The purpose of this booklet isn’t entirely clear. The main cover shown below (which, this being the Rock Island, is the back cover) is boring and uninformative. The front cover is the painting of Carriso Gorge by W.H. Bull, which I have noted before is unrealistically colored and doesn’t say anything about why the booklet was issued.
Click image to download a 14.9-MB PDF of this 32-page booklet.
The inside front cover announces the “new, modern-in-every-respect Golden State Limited,” which offered a ladies’ lounge, maid and manicure service, and shower bath, services previously found only on the Santa Fe de Luxe.
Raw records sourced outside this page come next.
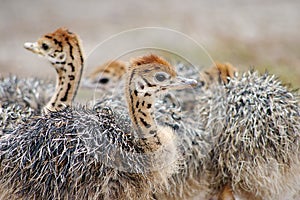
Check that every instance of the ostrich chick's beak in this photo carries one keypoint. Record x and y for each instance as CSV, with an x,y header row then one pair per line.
x,y
182,83
32,47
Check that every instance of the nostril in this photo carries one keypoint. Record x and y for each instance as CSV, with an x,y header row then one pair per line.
x,y
201,83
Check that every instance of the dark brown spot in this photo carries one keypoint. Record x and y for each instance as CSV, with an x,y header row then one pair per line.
x,y
71,77
145,123
147,94
67,93
72,66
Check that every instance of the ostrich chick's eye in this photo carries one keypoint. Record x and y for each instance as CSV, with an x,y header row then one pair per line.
x,y
160,77
103,80
45,46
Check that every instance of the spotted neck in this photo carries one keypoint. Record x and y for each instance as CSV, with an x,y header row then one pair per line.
x,y
68,78
141,109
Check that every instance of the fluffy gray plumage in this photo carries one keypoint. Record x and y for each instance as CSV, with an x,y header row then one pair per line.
x,y
78,154
256,138
20,98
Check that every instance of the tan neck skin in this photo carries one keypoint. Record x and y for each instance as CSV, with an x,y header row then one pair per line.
x,y
141,109
68,79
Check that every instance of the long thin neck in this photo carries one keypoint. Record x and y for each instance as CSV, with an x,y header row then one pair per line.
x,y
68,80
141,108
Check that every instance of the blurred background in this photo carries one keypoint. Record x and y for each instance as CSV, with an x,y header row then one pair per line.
x,y
259,34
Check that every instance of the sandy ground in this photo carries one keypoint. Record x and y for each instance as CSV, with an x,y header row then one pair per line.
x,y
263,34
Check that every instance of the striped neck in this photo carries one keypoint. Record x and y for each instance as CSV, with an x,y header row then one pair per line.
x,y
69,74
141,108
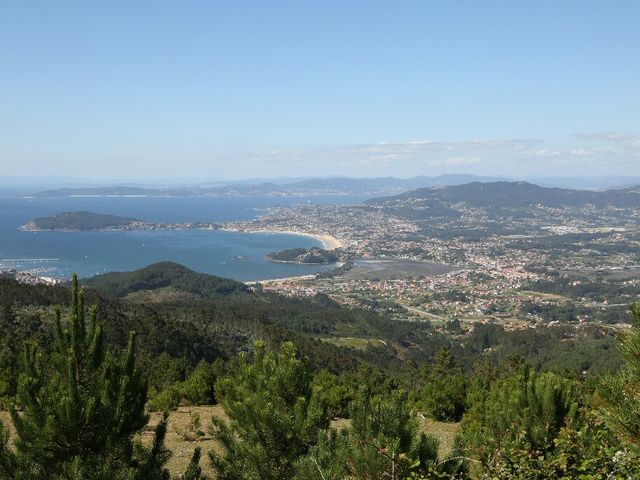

Although the booklet has a printer date of 11-24, this train didn’t enter service until December 28, 1924. The booklet also mentions the Californian “from Kansas City” to Los Angeles, the Memphis-Californian, plus an new but unnamed “fast train from Chicago and Kansas City” to California. As we will find out tomorrow, that train would initially be called the Golden State Express.
The rest of the booklet, however, forgets about these new trains as it is focused exclusively on California. The emphasis is on resorts, hotels, and sports such as golf, polo, and sailing, subjects not really hinted at by the booklet’s covers.
Every right-hand page has a little slogan such as “Golden State Route — Only 2027 miles, 65-3/4 hours — St. Louis — San Diego” or “Golden State Limited — Only through Sleeper Chicago-Santa Barbara.” Almost half the slogans recite the miles and hours between Chicago, Twin Cities, Kansas City, or St. Louis and Los Angeles or San Diego, but the numbers probably didn’t mean much to people who didn’t have the timetables of competitors memorized.
So this is mostly a booklet about California contained in an advertisement for Rock Island trains. That’s true of a lot of other railroad booklets, but most are more up-front about it.